TDVNet currently serves the communities of 14 of the 17 sovereign nations in San Diego County and is a “commercial” network for the purposes of sustainability, not financial gain. Its goal is to provide broadband access for the 3,000 homes and more than 8,900 people on reservation; to the the approximately 2,500 adjacent homes also unserved by commercial broadband companies; and to “anchor institutions” and businesses.
Because of the the SCTCA team’s commitment to and understanding of the importance of bringing Internet to homes, businesses, and key social institutions, TDVNet is creating thriving, self-sufficent communities. With the expansion of TDVNet into tribal community homes, TDVNet and SCTCA will be fulfilling one of the major goals of their missions: to help these tribal communities get ahead in life.

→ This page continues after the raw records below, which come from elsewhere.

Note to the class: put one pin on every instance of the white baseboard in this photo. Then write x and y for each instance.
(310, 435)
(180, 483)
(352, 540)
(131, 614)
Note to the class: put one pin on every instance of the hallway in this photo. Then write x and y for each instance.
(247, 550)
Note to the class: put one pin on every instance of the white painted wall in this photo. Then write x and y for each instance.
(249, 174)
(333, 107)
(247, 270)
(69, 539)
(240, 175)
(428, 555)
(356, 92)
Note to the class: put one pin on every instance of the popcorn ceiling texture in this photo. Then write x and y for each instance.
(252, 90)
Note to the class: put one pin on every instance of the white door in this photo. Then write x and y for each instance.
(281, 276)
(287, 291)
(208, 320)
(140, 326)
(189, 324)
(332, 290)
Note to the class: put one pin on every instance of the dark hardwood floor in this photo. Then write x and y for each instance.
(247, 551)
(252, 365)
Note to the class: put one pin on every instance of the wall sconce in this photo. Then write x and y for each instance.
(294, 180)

"Matthew Rantanen is deserving of this recognition. His service to Indian Country is not only important but critical. With much of Indian Country still in need of broadband and other telecom infrastructure and support, Rantanen's voice at the local and national policy tables is making a difference. He is our champion and his work with the Southern California Tribal Digital Village, Native Public Media, the National Congress of American Indians and the Federal Communications Commission is a remarkable example of his leadership and dedication to rural broadband access across tribal communities," said Loris Taylor, president and CEO of Native Public Media.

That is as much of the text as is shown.